Unfortunately, the applause only goes one way: The industry has a disincentive to support meat reduction as a powerful tool to fight global climate change. If people eat less meat, animal agriculture makes less money.

That was at the top of my mind when I attended an event during New York’s Climate Week, in September, titled “Can Animal Agriculture Be A Sustainable Solution?” One the one hand, I was encouraged by the remarks of one of the panelists, Martha Baker, Global Director for Carbon Markets at the animal nutrition company Alltech. She described simultaneously giving dairy cows “nature-based additives” that reduce their methane emissions by 9.5 percent, and using nutrition to increase the milk they produce such that fewer cows can meet the demand for dairy. Fewer cows making less gas is good news for the planet.

But on the other hand, there were no speakers at the event without a vested interest in animal agriculture. Other panelists included a cattle farmer, a National Pork Board representative, and an executive from a trade industry group called The Meat Institute. None of them acknowledged that farming animals is not as sustainable as farming crops, and that’s not going to change anytime soon.

One of the panelist’s remarks illustrated our societal ambivalence about the future. Debbie Lyons-Blythe, owner of Blythe Family Farms in Kansas, described how cattle farmers maintain the native tall grass prairie that is a repository for carbon in the soil: “The roots to the grass in the prairie reach down … into the soil, so every bit of carbon that is taken up through photosynthesis goes deep into the soil. But we don’t plant it, till it, [or] release carbon at any way. So our goal is to make sure that it stays in grass.”

“Some of the things that cows help us do to maintain the prairie is to make sure that we have biodiversity,” Lyons-Blythe said. Cattle farmers “manage for water, we manage the land use change. We don’t want it to be taken out of prairie and made into a housing development or a supermarket or even crop ground.”

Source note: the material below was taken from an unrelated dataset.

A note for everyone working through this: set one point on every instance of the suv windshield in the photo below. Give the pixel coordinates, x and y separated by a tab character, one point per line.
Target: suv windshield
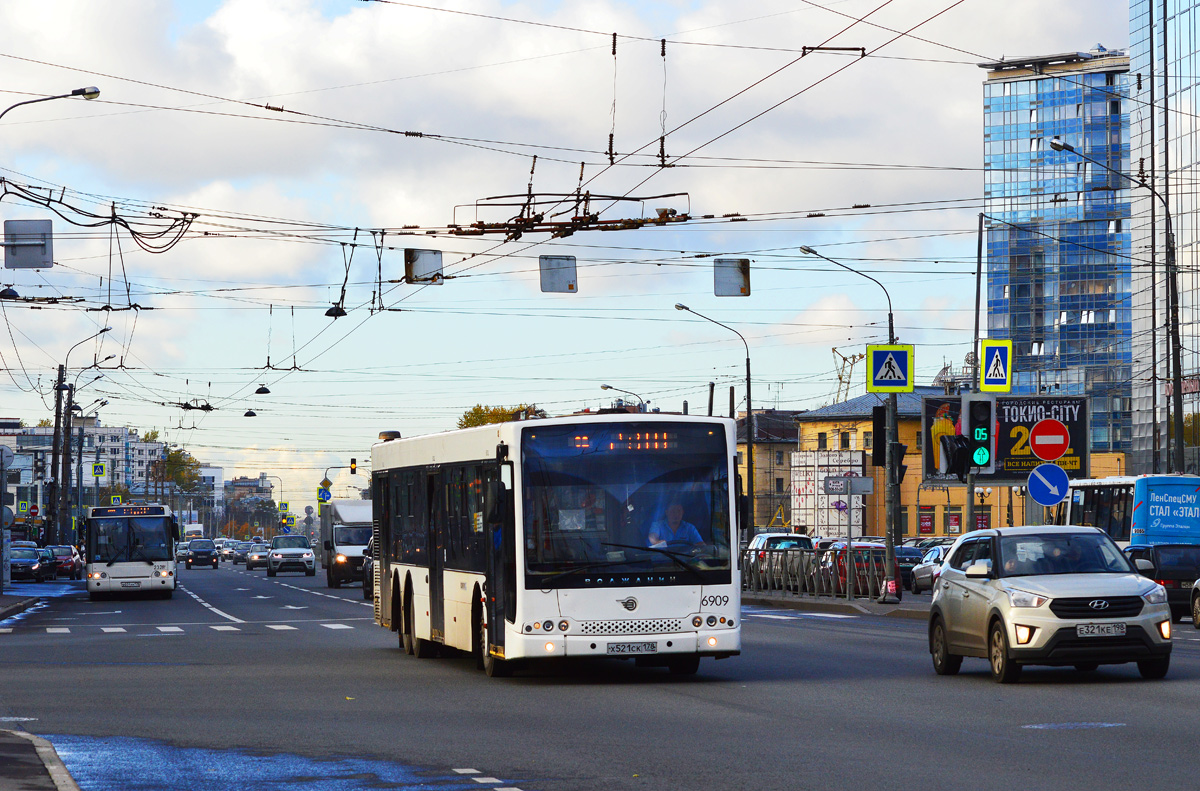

That sounds great, but if our society truly valued the benefits of preserving this environmentally beneficial prairie land in Kansas, we could put resources toward protecting it without tending 900 cows that are contributing to global overheating. No matter how admirable the efforts of Lyons-Blythe and her family to protect the land—and I sincerely respect that—they are doing it because that’s how they subsist: They work to give people a highly desired product (beef) that is undermining everyone’s future. That distorted societal value system isn’t the fault of Lyons-Blythe. As I see it, we don’t collectively worry enough about climate to invest in other ways for people to earn a living, and other ways to maintain native prairies, and other ways for people to eat.

Meat Me In The Middle is a project about meat reduction, but I hope that it’s more than that. I hope it prompts people to think about acting broadly in ways that benefit other living creatures and the environments in which we thrive.